It was too easy!

The Learned League off-season is filled with member-created events. There are One-Day Specials devoted to specific (sometimes very specific) topics, like Talmud, The Science in Science Fiction, or IATA Airport Code Combos Forming 6 Letter Words (not my strongest result!). There are also Mini-Leagues on various, usually broader, areas like “World Literature”, “Advice”, or “Gen X Culture 2 the Max” (a real learning experience for me).

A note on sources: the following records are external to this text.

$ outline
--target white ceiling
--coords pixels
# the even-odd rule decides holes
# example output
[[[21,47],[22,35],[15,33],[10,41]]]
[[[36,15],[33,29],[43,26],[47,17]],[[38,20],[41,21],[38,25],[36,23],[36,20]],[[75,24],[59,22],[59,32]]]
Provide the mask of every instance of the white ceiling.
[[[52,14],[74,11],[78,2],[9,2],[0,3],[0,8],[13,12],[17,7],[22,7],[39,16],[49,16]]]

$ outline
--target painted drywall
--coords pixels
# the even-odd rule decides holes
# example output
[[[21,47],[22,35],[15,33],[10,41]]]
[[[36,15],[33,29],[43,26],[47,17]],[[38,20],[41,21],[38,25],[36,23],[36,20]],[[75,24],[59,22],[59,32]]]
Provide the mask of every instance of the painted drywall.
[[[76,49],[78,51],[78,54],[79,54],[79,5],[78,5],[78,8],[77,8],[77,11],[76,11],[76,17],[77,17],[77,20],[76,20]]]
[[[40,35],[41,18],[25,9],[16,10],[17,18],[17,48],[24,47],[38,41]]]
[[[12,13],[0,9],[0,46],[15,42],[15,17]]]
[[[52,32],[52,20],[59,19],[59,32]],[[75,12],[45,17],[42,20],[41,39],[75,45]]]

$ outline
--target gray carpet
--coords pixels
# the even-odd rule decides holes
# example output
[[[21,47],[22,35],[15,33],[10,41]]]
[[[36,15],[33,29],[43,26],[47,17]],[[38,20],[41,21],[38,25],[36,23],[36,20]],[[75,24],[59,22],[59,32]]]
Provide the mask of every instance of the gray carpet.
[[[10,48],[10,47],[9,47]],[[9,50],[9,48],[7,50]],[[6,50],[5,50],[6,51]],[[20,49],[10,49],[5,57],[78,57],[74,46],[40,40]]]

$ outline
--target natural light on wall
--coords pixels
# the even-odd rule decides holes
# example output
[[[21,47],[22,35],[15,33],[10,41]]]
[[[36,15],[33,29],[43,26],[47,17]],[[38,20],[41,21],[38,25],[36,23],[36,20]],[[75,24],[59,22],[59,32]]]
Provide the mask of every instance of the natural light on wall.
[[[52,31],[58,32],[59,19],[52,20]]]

One of the current Mini-Leagues is called “Stuff…or ELSE”. Each day’s six questions are about a single subject (like “Women in Science”); each question has an audio or video clue (for Women in Science, it was always a picture of the person in question) and a rebus-style alternative way to get the answer. For example, the first question in Women in Science had a photo of a woman standing near a computer tape drive holding a book labeled “Cobol”, and the rebus was “it’s a theological word in the title of a 1990 Sean Penn movie and a 2012 Taylor Swift song + the film villain who met his end being torn apart by the young of a predator (fortunately largely offscreen, given the target audience of the 1998 film).” The answer, of course, was Grace Hopper.

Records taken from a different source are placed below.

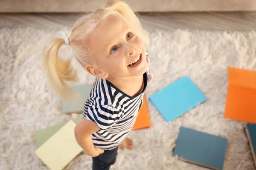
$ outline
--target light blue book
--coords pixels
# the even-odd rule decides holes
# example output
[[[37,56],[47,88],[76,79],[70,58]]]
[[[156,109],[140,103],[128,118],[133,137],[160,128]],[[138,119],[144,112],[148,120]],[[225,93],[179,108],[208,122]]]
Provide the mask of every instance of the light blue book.
[[[85,101],[88,99],[93,88],[92,84],[76,85],[72,87],[72,89],[78,93],[80,96],[77,100],[67,102],[64,100],[61,101],[62,113],[69,114],[83,112]]]
[[[170,122],[205,101],[207,98],[186,76],[151,95],[149,99],[165,120]]]
[[[173,151],[186,162],[213,170],[222,170],[227,139],[181,127]]]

Yesterday’s topic was “The Muppets”; I was surprised and pleased to get all six questions right. Unfortunately, so did my opponent. Of the twelve people in my group, nine of us had a perfect day – not a result I’m used to seeing.

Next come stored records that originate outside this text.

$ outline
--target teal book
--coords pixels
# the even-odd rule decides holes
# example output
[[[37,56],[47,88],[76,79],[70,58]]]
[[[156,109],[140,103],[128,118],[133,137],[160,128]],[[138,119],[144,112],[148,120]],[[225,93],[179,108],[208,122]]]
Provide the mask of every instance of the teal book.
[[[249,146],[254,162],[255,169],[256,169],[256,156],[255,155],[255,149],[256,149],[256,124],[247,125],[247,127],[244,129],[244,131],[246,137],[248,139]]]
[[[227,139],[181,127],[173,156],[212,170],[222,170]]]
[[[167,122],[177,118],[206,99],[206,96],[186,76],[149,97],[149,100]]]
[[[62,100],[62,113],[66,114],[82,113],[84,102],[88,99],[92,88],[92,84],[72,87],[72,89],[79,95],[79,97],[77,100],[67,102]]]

It could have been more frustrating, though; in one group, eleven players got them all right – and the one person who missed a question got lucky because their opponent assigned zero points to that question.

One of tomorrow’s One-Days looks like it should be interesting: “Your Body Is Trying To Kill You 4”. Time to channel my inner House!

Goodbye, old friend

I didn’t do anything terribly noteworthy today, but I did make a surprising discovery while removing some 200GB of unneeded iPhone backups from my travel MacBook Air.

I searched for the best way to get rid of old backups – most of the hits were for old versions of Mac OS, using iTunes. Eventually, I found the method for current versions of Mac OS on HowToGeek.

They documented several ways to get rid of the backups – one, “Delete Backups from Storage Management”, didn’t need me to attach the phones to the computer, so that’s what I used. It’s easy: Click the Apple in the menu bar, click “About This Mac”, click “Storage”, click “Manage”, and wait for a while. When the computer calms down, click “iOS Files”, then select the backups you don’t need and delete them.

But when I looked at the “iOS Files” section, I didn’t just find the backups; I also found an installer for iOS 12.1 occupying 14GB of precious SSD storage – it’s from 2018, so I must have copied it to this Mac from one of my previous computers!

It’s gone now.

I wish real-world housekeeping was as easy.